Los hombres de Emiliano Zapata, poco a poco, avanzan para cercar el sitio. Con calma, se acercan durante toda la noche de manera casi imperceptible, paso por paso, en este movimiento, los hombres de Munguía observan a un grupo numeroso de efectivos que se dirige hacia la hacienda de Cuautlixco, la más grande de la zona. Esta hacienda no solo produce las cantidades de azúcar que sostienen a toda la región, sino que también abastece a la Ciudad de México. Se rumora que las riquezas del hacendado están resguardadas en su interior.
Si los zapatistas logran tomarla, será un golpe importante, ya que cortarían el suministro de agua a la ciudad, pues la hacienda contiene el caudal principal del río. Los hombres del Ejército Libertador del Sur que son oriundos de Cuautla hablan de espectros y apariciones en la antigua construcción, pero es un hecho que van por ella.
Un batallón comandado por Genovevo de la O se acerca por un camino rural que atraviesa grandes extensiones de plantas semitropicales, cocoteros, piñas y cañaverales que cubren la hacienda. Lo alto de los carrizos oculta la llegada de los hombres que asedian.
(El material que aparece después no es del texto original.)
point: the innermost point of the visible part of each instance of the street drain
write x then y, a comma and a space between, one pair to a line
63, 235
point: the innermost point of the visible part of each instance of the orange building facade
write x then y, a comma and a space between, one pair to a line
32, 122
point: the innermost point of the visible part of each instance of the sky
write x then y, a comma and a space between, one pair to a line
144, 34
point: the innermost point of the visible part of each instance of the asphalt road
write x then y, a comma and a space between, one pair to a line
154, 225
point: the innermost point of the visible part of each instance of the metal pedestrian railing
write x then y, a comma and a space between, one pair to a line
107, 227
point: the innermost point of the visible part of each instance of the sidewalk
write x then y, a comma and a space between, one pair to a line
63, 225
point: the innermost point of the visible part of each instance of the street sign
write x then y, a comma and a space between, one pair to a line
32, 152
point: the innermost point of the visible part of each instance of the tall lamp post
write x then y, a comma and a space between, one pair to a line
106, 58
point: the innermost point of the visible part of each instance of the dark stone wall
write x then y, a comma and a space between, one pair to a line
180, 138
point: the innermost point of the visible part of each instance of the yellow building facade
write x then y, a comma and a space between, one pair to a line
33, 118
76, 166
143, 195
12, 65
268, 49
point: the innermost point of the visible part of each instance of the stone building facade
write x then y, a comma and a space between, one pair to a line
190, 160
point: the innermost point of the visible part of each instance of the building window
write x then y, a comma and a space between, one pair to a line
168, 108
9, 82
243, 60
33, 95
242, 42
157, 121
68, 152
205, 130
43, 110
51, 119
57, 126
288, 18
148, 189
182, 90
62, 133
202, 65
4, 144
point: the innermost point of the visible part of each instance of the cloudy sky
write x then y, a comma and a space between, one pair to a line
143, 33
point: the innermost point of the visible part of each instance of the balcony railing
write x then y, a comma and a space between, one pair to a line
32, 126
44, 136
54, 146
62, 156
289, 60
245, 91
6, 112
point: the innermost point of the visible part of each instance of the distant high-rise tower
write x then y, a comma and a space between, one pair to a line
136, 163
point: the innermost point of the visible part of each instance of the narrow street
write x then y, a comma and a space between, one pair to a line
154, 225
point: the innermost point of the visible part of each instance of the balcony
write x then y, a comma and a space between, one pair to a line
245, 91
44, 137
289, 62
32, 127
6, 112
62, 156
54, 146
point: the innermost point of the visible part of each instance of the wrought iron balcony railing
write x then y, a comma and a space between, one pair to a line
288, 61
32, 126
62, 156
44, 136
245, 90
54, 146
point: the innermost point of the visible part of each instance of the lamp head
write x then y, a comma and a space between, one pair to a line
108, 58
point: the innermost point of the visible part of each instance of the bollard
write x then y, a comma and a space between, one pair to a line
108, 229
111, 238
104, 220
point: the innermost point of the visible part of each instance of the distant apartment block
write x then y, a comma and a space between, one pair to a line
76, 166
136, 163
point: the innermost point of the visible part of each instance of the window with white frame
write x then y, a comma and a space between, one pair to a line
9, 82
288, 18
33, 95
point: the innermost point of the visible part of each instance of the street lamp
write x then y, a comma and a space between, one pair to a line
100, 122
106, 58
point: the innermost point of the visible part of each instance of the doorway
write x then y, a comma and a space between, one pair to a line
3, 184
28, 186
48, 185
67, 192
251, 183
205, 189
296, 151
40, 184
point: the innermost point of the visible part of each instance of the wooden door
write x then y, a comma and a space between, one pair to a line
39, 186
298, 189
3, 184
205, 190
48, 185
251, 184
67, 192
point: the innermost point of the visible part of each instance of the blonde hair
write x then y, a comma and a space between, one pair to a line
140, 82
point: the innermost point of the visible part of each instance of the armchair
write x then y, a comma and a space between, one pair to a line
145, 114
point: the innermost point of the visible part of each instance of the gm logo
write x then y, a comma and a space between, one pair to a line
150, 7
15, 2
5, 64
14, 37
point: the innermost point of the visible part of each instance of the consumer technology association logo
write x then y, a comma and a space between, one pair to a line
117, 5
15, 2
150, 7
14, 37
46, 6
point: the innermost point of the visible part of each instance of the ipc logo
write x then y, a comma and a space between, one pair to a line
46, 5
De manera casi imperceptible, la retaguardia de Genovevo sufre una sorpresiva detonación que parte la formación en dos. Jinetes y hombres son destrozados. Los hombres de la hacienda también están armados y listos para entrar en batalla. No son militares, pero saben defenderse muy bien, pues por décadas han sido el azote de todo lo que la rodea.
Al voltear, los hombres de Genovevo no ven a nadie. Sorprendidos, empuñan sus rifles y avanzan agazapados, tratando de afinar la vista. La madrugada aún domina el sigiloso brillo del amanecer. Están nerviosos, no encuentran quién dinamitó la posición. Unas risas se escuchan a lo lejos, seguidas de un fuerte silbido y una segunda detonación que abre un gran hueco en el camino.
—¡Todos a sus puestos! —grita Genovevo. Sus hombres vuelven a tratar de afinar la vista, pero sin resultados.
Al intentar regresar para auxiliar a los hombres heridos, descubren una pequeña escaramuza que se dispersa a lo lejos —¡Vayan tras ellos! —ordena Genovevo. Entre los cañales, alcanzaron a los atacantes hasta tenerlos a tiro. Para su espanto, los vieron: figuras mutiladas montando a caballo, espectros descarnados que se burlaban de ellos. Los zapatistas, asombrados y en estado de asombro, se detuvieron. Aún distraídos por lo que vieron, no logran articular palabra. —¡Naiden vaiga a cuentear nada! —les dice Nurio López, el encargado del escuadrón—. Si no, seguro nos tacharían de locos, ¿me compran?
Mientras regresan, los disparos de los hombres de la hacienda vuelven a sonar desde los cañales. Las líneas de destellos luminosos dan en el blanco y los hombres del escuadrón comienzan a caer. Insisten en arrear mejor las montas y dan a todo galope hacia la hacienda.
Desde la posición detrás de la hacienda, se encuentra agazapado el segundo grupo de hombres de Genovevo. Al escuchar los disparos, comienzan a ingresar a la hacienda por la parte de los cañales, pegados al río. En total sigilo, toman el granero y el troje, y en simples pasos se colocan detrás de la entrada principal.
Se les había ordenado que ningún machete brillara con el alba, de lo contrario los hombres de la hacienda verían los destellos. Un grupo de avanzada toma la entrada y levanta una improvisada barricada con las carretas que encontraron. Al tenerla lista, permiten el acceso de más hombres. En un momento de distracción, un boquete de fuego se abre. Un cañonazo desde el interior de la hacienda parte en dos la barricada. Hombres caen partidos. Después del destello, los hombres de la hacienda, bien armados, asaltan la posición ganada. Una lucha encarnizada comienza.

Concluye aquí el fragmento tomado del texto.